Many have seen implications for the underlying legal structure and practice of American philanthropy in the Tax Cuts and Jobs Act (TCJA) of 2017’s excise tax on the investment income of certain elite college and university endowments. The 1.4% tax is imposed on private universities whose student bodies are majority U.S. citizens, where more than 500 students are tuition-paying, and where total assets exceed $500,000 per student.

As University of Kentucky law professor Jennifer Bird-Pollan starkly asked in a Pepperdine Law Review article earlier this year, “Why are we focused only on universities?”

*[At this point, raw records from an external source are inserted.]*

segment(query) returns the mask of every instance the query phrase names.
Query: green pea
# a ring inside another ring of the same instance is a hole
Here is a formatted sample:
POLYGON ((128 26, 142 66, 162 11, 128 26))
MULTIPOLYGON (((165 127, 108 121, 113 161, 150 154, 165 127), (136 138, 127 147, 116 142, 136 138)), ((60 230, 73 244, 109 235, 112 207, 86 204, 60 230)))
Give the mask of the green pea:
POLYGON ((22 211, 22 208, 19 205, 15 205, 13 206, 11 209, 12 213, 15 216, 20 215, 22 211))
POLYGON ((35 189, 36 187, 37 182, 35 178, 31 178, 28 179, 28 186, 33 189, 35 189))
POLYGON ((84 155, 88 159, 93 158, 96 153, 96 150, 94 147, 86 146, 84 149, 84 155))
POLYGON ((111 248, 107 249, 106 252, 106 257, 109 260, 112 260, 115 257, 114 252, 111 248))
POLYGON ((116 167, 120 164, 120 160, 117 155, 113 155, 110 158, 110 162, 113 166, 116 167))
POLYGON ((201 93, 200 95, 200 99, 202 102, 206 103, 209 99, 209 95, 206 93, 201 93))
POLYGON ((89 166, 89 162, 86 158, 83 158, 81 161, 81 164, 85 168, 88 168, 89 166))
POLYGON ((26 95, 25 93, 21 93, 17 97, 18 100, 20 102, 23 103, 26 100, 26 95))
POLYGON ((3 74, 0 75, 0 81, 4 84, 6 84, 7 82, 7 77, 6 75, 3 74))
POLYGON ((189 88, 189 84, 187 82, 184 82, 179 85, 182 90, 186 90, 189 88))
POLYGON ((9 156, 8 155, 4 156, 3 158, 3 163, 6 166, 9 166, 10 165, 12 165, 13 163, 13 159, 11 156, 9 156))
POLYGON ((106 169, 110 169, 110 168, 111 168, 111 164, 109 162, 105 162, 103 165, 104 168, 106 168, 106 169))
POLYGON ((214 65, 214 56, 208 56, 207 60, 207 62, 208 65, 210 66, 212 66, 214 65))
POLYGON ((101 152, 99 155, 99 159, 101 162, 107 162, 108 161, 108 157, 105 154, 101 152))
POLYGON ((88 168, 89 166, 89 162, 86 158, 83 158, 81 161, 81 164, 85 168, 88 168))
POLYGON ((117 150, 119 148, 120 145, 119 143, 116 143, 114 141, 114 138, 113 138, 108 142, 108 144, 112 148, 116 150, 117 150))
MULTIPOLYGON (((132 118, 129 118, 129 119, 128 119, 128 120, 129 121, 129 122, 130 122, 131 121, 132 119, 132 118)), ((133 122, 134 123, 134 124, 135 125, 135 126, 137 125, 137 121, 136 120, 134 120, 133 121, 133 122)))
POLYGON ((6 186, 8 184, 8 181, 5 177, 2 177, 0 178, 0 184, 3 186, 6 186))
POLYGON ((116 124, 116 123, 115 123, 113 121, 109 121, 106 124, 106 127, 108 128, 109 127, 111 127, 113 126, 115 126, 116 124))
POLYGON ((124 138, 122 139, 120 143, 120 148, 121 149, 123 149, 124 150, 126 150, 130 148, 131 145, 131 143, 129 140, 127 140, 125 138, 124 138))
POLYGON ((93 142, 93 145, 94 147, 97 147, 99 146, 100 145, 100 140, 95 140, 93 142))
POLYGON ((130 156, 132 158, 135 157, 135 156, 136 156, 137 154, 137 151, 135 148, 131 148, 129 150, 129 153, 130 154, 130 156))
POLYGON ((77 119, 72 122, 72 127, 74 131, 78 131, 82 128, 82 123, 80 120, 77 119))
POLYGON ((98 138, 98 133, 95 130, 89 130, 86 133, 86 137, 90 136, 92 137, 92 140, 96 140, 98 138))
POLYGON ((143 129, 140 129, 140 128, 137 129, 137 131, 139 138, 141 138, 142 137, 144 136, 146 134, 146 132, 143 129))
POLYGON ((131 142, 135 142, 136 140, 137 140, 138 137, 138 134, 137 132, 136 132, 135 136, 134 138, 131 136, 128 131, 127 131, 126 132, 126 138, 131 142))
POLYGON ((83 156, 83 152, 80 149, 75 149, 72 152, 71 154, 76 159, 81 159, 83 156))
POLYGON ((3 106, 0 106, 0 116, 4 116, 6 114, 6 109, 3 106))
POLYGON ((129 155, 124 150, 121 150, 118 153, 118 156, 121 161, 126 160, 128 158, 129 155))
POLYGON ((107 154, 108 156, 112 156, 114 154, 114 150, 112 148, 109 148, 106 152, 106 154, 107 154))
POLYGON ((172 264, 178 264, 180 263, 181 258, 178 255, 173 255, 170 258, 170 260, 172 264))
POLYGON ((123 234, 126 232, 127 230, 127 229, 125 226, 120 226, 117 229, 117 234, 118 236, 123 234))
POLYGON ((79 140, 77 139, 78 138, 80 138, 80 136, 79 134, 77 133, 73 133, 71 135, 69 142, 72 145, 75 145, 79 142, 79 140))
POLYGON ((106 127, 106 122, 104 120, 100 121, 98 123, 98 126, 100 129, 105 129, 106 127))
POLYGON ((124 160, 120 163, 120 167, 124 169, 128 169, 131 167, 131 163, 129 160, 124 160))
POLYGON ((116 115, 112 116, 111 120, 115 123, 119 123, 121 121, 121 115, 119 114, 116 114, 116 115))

If and when any of the more-aggressive proposals to reform treatment of other tax-exempt endowments—potentially including those of huge, equally elite private foundations—take legislative form, we now have another implication to draw.

Pursuant to a bill released late last week by U.S. House Ways & Means Committee, the TCJA’s excise tax on elite higher-education endowments would be seriously reduced. Specifically, as reported by Bloomberg’s Janet Lorin, a provision in the bill would lower the tax “through a calculation that weighs revenues from undergraduate tuition and fees against undergraduate financial aid.”

Lorin notes that the “Democrats’ proposal comes at an awkward time as colleges prepare to announce their investment returns over the coming months.” During fiscal-year 2021, higher-ed endowments over $500 million gained a median of 34%.

Some policymakers—enchanted with wealth like this and that which they think or hope it can do—will quietly and patiently persist in trying to protect it against any threat to the power it’s seen as “purchasing,” even though it’s largely merely continuously invested and unspent.